Recently, though, Saudi political leaders have taken advice from the United States and Europe and are now headed toward economic reform, which often triggers political reform—particularly as growing debt may lead the Saudi government to start taxing its citizens. Beginning with England’s Charles I, there are too many historical examples to show that once a population is taxed, that population quickly starts to demand rights. Believing that economic reform can stand on its own, the Saudi leadership doesn’t seem prepared for this eventuality.

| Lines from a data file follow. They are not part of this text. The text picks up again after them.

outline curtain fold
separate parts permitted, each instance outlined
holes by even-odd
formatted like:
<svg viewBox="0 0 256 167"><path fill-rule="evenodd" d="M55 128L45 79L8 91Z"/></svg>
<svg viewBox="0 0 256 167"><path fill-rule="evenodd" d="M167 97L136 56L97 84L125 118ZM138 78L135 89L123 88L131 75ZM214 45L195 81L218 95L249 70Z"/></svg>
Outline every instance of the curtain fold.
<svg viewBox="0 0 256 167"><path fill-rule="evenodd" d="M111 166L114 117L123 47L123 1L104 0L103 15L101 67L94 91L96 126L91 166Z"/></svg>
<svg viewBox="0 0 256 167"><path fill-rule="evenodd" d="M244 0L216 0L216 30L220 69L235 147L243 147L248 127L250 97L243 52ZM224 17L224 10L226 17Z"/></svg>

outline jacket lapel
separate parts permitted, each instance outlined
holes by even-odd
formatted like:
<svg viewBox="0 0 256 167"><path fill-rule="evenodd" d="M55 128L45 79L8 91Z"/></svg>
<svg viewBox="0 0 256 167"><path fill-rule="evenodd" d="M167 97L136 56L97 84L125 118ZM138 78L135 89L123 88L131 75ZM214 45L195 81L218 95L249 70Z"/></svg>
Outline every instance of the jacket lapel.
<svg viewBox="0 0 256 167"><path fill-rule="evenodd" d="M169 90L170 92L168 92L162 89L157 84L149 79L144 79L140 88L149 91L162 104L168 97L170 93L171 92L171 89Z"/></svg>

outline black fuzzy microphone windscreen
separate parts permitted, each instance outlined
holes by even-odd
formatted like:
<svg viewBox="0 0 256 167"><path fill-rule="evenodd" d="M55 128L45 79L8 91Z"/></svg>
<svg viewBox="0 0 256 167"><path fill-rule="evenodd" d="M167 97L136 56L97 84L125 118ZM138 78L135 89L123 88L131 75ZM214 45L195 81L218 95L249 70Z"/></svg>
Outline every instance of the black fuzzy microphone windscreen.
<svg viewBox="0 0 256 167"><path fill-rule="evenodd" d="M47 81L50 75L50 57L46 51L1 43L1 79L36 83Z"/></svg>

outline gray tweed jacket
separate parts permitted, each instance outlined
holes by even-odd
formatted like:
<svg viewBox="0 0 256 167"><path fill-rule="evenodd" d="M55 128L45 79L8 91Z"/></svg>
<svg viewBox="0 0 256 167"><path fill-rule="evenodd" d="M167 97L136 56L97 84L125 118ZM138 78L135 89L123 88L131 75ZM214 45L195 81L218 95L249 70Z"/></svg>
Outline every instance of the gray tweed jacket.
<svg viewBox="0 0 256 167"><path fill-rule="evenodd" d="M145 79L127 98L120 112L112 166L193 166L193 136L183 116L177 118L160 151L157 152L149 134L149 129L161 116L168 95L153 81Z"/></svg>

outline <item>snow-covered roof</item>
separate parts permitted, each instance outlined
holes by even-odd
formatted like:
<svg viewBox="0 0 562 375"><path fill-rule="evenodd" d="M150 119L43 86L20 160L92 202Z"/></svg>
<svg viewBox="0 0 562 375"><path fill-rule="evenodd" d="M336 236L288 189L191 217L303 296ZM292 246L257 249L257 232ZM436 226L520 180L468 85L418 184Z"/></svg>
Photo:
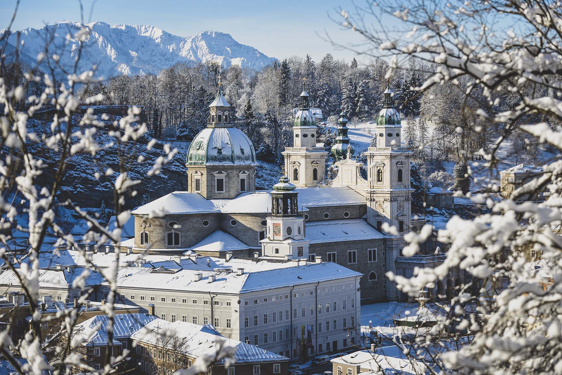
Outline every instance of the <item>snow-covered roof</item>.
<svg viewBox="0 0 562 375"><path fill-rule="evenodd" d="M307 222L305 231L310 243L384 238L362 219Z"/></svg>
<svg viewBox="0 0 562 375"><path fill-rule="evenodd" d="M288 358L255 345L225 338L211 324L198 326L179 320L172 323L156 319L148 323L144 329L131 335L131 338L136 341L160 346L162 345L163 337L165 345L166 337L173 337L175 350L196 359L214 354L224 342L227 346L235 346L234 359L238 363L288 360ZM217 363L223 362L222 360Z"/></svg>
<svg viewBox="0 0 562 375"><path fill-rule="evenodd" d="M165 214L199 214L219 212L211 201L197 193L175 191L133 210L135 215L158 216Z"/></svg>
<svg viewBox="0 0 562 375"><path fill-rule="evenodd" d="M512 166L511 168L507 168L504 170L501 171L500 173L542 173L544 172L544 170L538 166L530 166L529 165L524 165L524 164L519 164L519 165L516 165L515 166Z"/></svg>
<svg viewBox="0 0 562 375"><path fill-rule="evenodd" d="M346 206L365 204L365 197L353 189L345 187L297 188L298 203L305 207Z"/></svg>
<svg viewBox="0 0 562 375"><path fill-rule="evenodd" d="M21 271L17 269L19 273ZM39 288L64 288L74 287L74 281L80 278L83 272L89 272L89 274L84 281L84 286L98 285L103 281L103 277L96 271L85 268L71 268L69 272L66 268L63 270L39 269ZM13 285L21 286L19 279L14 271L6 270L0 274L0 285Z"/></svg>
<svg viewBox="0 0 562 375"><path fill-rule="evenodd" d="M452 194L453 192L439 186L435 186L429 189L429 193L431 194Z"/></svg>
<svg viewBox="0 0 562 375"><path fill-rule="evenodd" d="M189 249L199 251L233 251L248 249L246 245L225 232L217 229L205 238L199 241Z"/></svg>
<svg viewBox="0 0 562 375"><path fill-rule="evenodd" d="M233 263L233 265L234 264ZM244 268L243 266L239 268ZM244 269L243 274L240 275L237 274L235 269L221 270L214 270L210 267L207 268L209 270L180 269L174 273L153 272L153 269L146 267L124 268L118 273L117 282L121 287L152 290L162 289L242 293L298 284L346 278L360 276L361 274L332 262L309 263L306 265L269 269L250 273L246 272ZM233 268L234 267L233 266ZM202 274L202 278L196 281L195 274L198 273ZM209 282L209 277L211 275L215 275L216 278L214 281ZM104 282L103 284L108 284L107 282Z"/></svg>

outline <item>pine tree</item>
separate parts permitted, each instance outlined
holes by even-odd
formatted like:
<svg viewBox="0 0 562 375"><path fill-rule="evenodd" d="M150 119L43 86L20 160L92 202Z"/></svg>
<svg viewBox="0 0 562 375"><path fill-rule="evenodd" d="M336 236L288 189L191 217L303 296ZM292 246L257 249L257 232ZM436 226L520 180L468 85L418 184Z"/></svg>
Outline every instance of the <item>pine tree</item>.
<svg viewBox="0 0 562 375"><path fill-rule="evenodd" d="M99 206L99 222L105 224L107 223L107 209L105 206L105 201L102 201L101 206Z"/></svg>
<svg viewBox="0 0 562 375"><path fill-rule="evenodd" d="M412 213L422 213L425 210L424 202L427 192L419 167L415 163L410 165L410 184L414 189L412 193Z"/></svg>
<svg viewBox="0 0 562 375"><path fill-rule="evenodd" d="M281 62L279 71L279 103L280 106L287 105L291 98L289 97L289 82L291 79L291 66L285 58Z"/></svg>
<svg viewBox="0 0 562 375"><path fill-rule="evenodd" d="M464 161L459 161L453 169L453 177L455 178L455 184L453 189L461 191L466 194L470 189L470 179L468 175L468 167Z"/></svg>

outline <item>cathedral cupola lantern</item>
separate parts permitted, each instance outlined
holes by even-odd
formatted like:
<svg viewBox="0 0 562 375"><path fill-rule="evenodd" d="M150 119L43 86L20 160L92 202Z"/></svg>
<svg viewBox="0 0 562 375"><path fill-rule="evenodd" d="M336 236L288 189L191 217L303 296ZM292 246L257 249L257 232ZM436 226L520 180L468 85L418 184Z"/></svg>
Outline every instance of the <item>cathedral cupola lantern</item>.
<svg viewBox="0 0 562 375"><path fill-rule="evenodd" d="M336 138L336 143L332 146L332 155L336 161L342 159L348 159L355 152L355 150L350 143L350 138L347 136L347 119L343 112L339 114L339 119L338 120L338 136Z"/></svg>

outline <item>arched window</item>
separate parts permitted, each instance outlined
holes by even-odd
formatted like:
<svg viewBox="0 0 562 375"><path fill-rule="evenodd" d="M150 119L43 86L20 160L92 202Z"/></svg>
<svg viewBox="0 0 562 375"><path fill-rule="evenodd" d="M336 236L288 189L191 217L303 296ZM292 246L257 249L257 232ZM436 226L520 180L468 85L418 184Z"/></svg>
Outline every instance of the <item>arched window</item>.
<svg viewBox="0 0 562 375"><path fill-rule="evenodd" d="M149 239L150 238L148 232L140 232L140 245L146 245L149 243Z"/></svg>
<svg viewBox="0 0 562 375"><path fill-rule="evenodd" d="M166 245L167 246L179 246L179 232L172 231L166 233Z"/></svg>

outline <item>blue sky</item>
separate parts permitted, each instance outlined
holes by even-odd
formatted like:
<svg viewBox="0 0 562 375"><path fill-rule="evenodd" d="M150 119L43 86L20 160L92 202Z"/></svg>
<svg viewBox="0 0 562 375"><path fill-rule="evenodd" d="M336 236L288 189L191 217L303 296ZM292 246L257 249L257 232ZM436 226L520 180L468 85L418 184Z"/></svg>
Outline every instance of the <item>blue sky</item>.
<svg viewBox="0 0 562 375"><path fill-rule="evenodd" d="M87 21L92 0L83 3ZM15 0L0 1L0 29L7 25L15 3ZM324 35L327 31L341 43L360 42L328 16L336 17L334 10L352 6L351 0L97 0L92 21L151 25L184 37L206 30L222 31L269 56L282 59L309 53L319 62L327 52L339 58L353 57L352 52L334 49L316 34ZM78 0L21 0L12 29L78 20Z"/></svg>

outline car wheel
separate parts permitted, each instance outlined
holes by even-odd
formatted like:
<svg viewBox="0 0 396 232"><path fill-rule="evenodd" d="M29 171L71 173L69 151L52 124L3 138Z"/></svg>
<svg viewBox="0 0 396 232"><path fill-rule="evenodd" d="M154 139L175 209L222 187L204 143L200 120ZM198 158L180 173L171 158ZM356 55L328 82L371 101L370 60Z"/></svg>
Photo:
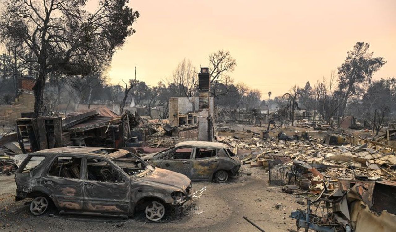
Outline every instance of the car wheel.
<svg viewBox="0 0 396 232"><path fill-rule="evenodd" d="M215 178L219 183L224 183L228 180L228 172L224 170L218 171L215 175Z"/></svg>
<svg viewBox="0 0 396 232"><path fill-rule="evenodd" d="M165 215L165 207L158 201L152 201L146 207L146 217L150 221L159 221Z"/></svg>
<svg viewBox="0 0 396 232"><path fill-rule="evenodd" d="M50 202L45 196L37 196L30 203L30 212L38 216L44 213L49 208Z"/></svg>

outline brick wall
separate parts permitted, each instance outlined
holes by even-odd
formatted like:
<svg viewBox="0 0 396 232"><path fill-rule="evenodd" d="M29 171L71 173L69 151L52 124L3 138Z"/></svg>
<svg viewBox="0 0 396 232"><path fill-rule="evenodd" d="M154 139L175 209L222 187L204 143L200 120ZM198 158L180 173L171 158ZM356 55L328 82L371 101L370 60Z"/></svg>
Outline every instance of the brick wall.
<svg viewBox="0 0 396 232"><path fill-rule="evenodd" d="M0 126L13 126L21 118L21 112L34 111L34 95L23 92L11 105L0 105Z"/></svg>
<svg viewBox="0 0 396 232"><path fill-rule="evenodd" d="M34 79L21 78L18 79L18 86L19 89L26 90L32 90L36 80Z"/></svg>

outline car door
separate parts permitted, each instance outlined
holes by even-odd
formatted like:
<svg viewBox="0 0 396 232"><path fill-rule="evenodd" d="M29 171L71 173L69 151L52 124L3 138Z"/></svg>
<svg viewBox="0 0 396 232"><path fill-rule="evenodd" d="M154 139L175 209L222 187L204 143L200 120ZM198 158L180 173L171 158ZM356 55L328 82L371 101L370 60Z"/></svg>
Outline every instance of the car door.
<svg viewBox="0 0 396 232"><path fill-rule="evenodd" d="M191 159L193 148L175 148L168 153L161 163L161 168L179 173L190 178L192 162Z"/></svg>
<svg viewBox="0 0 396 232"><path fill-rule="evenodd" d="M129 210L129 176L104 157L84 159L84 211L127 213Z"/></svg>
<svg viewBox="0 0 396 232"><path fill-rule="evenodd" d="M191 179L207 180L212 177L219 166L217 150L214 148L195 148Z"/></svg>
<svg viewBox="0 0 396 232"><path fill-rule="evenodd" d="M57 156L40 180L61 209L83 210L82 160L73 155Z"/></svg>

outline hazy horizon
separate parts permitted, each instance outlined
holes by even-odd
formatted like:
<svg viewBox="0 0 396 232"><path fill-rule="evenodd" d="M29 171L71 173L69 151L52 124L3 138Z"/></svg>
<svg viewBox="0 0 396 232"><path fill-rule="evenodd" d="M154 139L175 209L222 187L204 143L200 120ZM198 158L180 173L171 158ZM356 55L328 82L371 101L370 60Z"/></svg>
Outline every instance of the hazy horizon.
<svg viewBox="0 0 396 232"><path fill-rule="evenodd" d="M88 3L88 7L95 4ZM328 77L358 41L370 44L386 64L374 79L396 73L396 1L132 1L140 17L136 33L115 54L108 70L114 83L134 77L156 85L183 58L208 65L219 49L236 60L231 75L268 97L296 84Z"/></svg>

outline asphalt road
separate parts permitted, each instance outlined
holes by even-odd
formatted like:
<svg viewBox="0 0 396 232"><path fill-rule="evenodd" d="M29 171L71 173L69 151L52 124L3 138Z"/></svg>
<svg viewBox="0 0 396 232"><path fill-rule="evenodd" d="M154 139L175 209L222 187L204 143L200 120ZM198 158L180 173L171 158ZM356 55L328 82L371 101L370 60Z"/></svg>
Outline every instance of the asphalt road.
<svg viewBox="0 0 396 232"><path fill-rule="evenodd" d="M224 184L193 183L193 192L206 186L182 215L158 222L147 220L143 212L127 220L61 215L54 211L34 216L28 200L15 202L13 176L0 176L0 231L246 231L259 230L242 218L246 216L266 232L295 229L290 212L301 206L280 187L267 185L267 173L259 168L243 169L242 176ZM251 173L247 176L246 172ZM276 209L275 205L281 203Z"/></svg>

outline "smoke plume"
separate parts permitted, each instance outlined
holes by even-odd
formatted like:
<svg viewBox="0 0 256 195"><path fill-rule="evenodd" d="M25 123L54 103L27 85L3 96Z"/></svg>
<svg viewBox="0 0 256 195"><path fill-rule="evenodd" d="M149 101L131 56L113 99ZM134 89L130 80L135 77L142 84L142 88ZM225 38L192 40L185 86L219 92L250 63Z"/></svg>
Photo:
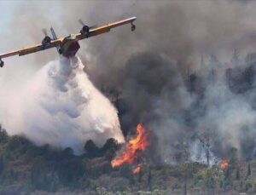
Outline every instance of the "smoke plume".
<svg viewBox="0 0 256 195"><path fill-rule="evenodd" d="M1 122L38 145L81 152L86 140L124 141L116 109L89 80L79 59L49 62L26 83L1 90ZM2 89L6 89L3 84Z"/></svg>
<svg viewBox="0 0 256 195"><path fill-rule="evenodd" d="M241 159L254 157L255 71L253 63L247 61L245 57L256 49L255 3L228 0L146 3L58 2L51 5L58 14L54 20L49 17L52 9L42 9L47 4L41 3L42 7L31 2L23 3L22 9L15 13L20 17L15 17L16 26L13 28L20 30L20 37L29 36L38 42L42 37L39 29L36 31L33 26L38 24L53 25L57 34L63 36L79 31L81 26L75 24L79 18L93 26L137 16L134 32L127 26L115 29L81 42L79 51L98 89L106 86L118 89L117 106L125 135L137 123L143 123L151 131L150 150L157 151L151 154L159 155L151 158L161 163L205 158L207 142L211 146L207 149L211 157L216 158L226 158L230 151L236 151ZM32 7L33 11L26 12L26 7ZM35 12L43 14L33 20ZM17 43L20 43L19 40ZM234 49L239 51L236 63L230 62ZM201 55L204 60L201 61ZM54 53L35 56L34 64L39 66L45 64L45 59L53 57ZM28 66L31 70L32 66ZM17 71L15 72L17 74ZM2 80L8 83L8 78ZM65 92L65 87L60 88L65 82L64 78L54 82L52 89L58 88L58 93L69 94ZM6 97L12 90L7 91ZM55 100L50 92L47 95ZM81 113L80 106L86 103L82 103L84 99L73 101L73 97L66 98L55 100L55 109L45 104L47 100L40 105L44 106L44 111L49 112L49 116L64 112L68 112L69 118L74 118L72 121L76 120L75 117ZM15 105L17 99L15 100L14 104L9 104L9 109ZM64 105L65 100L67 103ZM76 105L74 108L73 104ZM22 118L25 116L22 114ZM31 123L33 120L28 123ZM25 121L28 119L22 118L20 123ZM63 141L69 140L67 137ZM186 152L190 157L183 157Z"/></svg>

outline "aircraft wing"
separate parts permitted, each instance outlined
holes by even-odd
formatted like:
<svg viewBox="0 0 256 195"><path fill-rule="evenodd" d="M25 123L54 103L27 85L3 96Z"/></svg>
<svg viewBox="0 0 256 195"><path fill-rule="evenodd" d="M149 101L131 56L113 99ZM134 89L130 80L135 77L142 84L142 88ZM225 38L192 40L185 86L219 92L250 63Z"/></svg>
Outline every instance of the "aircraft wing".
<svg viewBox="0 0 256 195"><path fill-rule="evenodd" d="M96 35L99 35L99 34L102 34L102 33L110 32L110 30L112 28L115 28L115 27L118 27L118 26L123 26L123 25L126 25L126 24L129 24L129 23L132 24L132 22L135 20L137 20L137 17L131 17L131 18L128 18L128 19L125 19L125 20L123 20L117 21L117 22L113 22L113 23L110 23L110 24L108 24L108 25L105 25L105 26L99 26L99 27L96 27L96 28L90 29L90 32L89 32L88 35L84 35L84 34L82 34L82 33L78 33L78 34L76 34L76 38L78 40L81 40L81 39L84 39L84 38L88 38L88 37L94 37L94 36L96 36Z"/></svg>
<svg viewBox="0 0 256 195"><path fill-rule="evenodd" d="M51 41L48 44L37 44L37 45L32 45L27 48L22 48L20 49L17 49L15 51L11 51L11 52L8 52L8 53L4 53L0 54L0 59L3 58L7 58L7 57L10 57L13 55L25 55L25 54L29 54L32 53L36 53L38 51L42 51L42 50L45 50L50 48L54 48L56 47L58 44L60 44L61 43L62 38L59 38L54 41Z"/></svg>

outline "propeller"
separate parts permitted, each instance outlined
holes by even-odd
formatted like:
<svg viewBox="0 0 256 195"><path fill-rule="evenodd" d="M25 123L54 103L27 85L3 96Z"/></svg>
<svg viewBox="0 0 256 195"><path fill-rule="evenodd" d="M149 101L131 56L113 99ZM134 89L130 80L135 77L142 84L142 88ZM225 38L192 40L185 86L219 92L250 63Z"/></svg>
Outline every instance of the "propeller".
<svg viewBox="0 0 256 195"><path fill-rule="evenodd" d="M86 26L86 25L84 24L84 22L82 20L82 19L79 19L79 22L83 26ZM97 26L98 26L97 25L94 25L94 26L90 26L89 28L90 28L90 29L93 29L93 28L96 28Z"/></svg>
<svg viewBox="0 0 256 195"><path fill-rule="evenodd" d="M79 19L79 22L82 26L85 26L84 23L84 21L82 20L82 19Z"/></svg>
<svg viewBox="0 0 256 195"><path fill-rule="evenodd" d="M45 37L48 36L48 35L47 35L47 31L46 31L45 28L43 28L43 29L42 29L42 32L43 32L43 33L44 34Z"/></svg>

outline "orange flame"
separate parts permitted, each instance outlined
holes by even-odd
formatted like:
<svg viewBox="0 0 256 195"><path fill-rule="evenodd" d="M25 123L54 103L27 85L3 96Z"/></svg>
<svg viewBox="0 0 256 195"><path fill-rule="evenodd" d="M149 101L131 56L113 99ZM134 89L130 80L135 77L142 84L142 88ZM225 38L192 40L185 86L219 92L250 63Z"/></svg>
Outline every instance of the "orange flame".
<svg viewBox="0 0 256 195"><path fill-rule="evenodd" d="M132 171L133 174L137 174L142 169L143 164L139 163Z"/></svg>
<svg viewBox="0 0 256 195"><path fill-rule="evenodd" d="M124 151L111 161L112 167L119 167L125 163L133 163L139 158L141 152L149 145L148 136L148 132L142 123L139 123L137 126L137 135L131 137L125 145ZM134 171L137 169L139 170L138 166Z"/></svg>
<svg viewBox="0 0 256 195"><path fill-rule="evenodd" d="M220 163L220 168L221 168L222 169L224 169L227 168L228 166L229 166L229 163L228 163L227 160L224 159L224 160L221 161L221 163Z"/></svg>

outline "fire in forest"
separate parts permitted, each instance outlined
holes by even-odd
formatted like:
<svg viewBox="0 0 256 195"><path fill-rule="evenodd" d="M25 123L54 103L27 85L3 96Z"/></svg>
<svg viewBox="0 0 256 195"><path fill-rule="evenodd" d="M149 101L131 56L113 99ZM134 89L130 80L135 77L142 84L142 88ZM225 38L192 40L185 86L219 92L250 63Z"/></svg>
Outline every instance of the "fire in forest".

This reform process could end happily if Saudi Arabia and other GCC countries turn away from rentier state status and develop diversified economies that are powered by highly skilled, economically active, and politically engaged citizens. Leading the way on economic and political reform could have a huge ripple effect if other countries in the Middle East, such as Egypt, are driven to make the same efforts.

It is in the United States’ interests to make sure reform efforts are successful.  In such a scenario, the United States needs to be a trusted and full partner to the GCC. The GCC will need the United States to help dampen current regional conflicts. In the long run, these conflicts will make it harder to undertake the large-scale civil sector investments that are necessary for diversifying and modernizing the Saudi economy. An escalating set of conflicts demanding more expensive defense outlays will be a core obstacle. Restoring stability in the region is also paramount. Terrorist organizations such as ISIS [the Islamic State of Iraq and al Sham] can thrive in ungoverned spaces. 

The default scenario is more bleak, but more likely.

However much long-term interests between the United States and the GCC converge, it will take leadership on both sides to close the widening political gap. Leaders on both sides would need to overcome this built-up distrust. From Washington’s perspective, the failure of the Arab Spring has persuaded many that reform isn’t possible in the Middle East. Many commentators see the Middle East as still in the throes of persistent conflict akin to the Thirty Years’ War. The Sunni-Shia hatred hasn’t yet run its course despite all the bloodletting of the Syrian civil war. It will be some time before the Middle East achieves peace. In the meantime, the United States and Europe should limit their involvement in the region.

It is not clear that GCC leaders are ready to draw a line and forget past resentment of “perfidious” America. This would entail the GCC lowering tensions with Iran and being more inclusive with Shia minorities. Iran is breaking out of its pariah status. The United States will be sympathetic to GCC concerns about antagonistic Iranian actions, but only if the GCC reaches out and begins serious talks with Tehran on lowering regional tensions. 

In 1945, both Ibn Saud—founder of modern day Saudi Arabia—and US President Franklin Delano Roosevelt made a gamble on each other. The Saudi King was looking for a partner to replace the bankrupt British Empire and Roosevelt saw in him a reliable regional ally who had stood firm against Axis powers. The famous meeting aboard the USS Quincy took place just after the rancorous Yalta Conference where European territory was divided up between Allied powers. Roosevelt decided to return to Washington via the Middle East.

The King originally hoped to bring his whole retinue of two hundred men and several wives but was dissuaded by the captain of the USS Murphy—who was transporting the Saudi King to meet Roosevelt. Instead, he was accompanied by just forty-eight people. For several years, Roosevelt was diverting Lend-Lease money to Saudi Arabia to keep it in the United States’ fold. The opposing leaders could not have been more different and yet, that was the meeting that founded what has been a fifty-year bond, albeit a difficult one at times. It would be shame if both sides can’t find a way of renewing that bond. 

Mat Burrows is the Director of the Atlantic Council’s Strategic Foresight Initiative.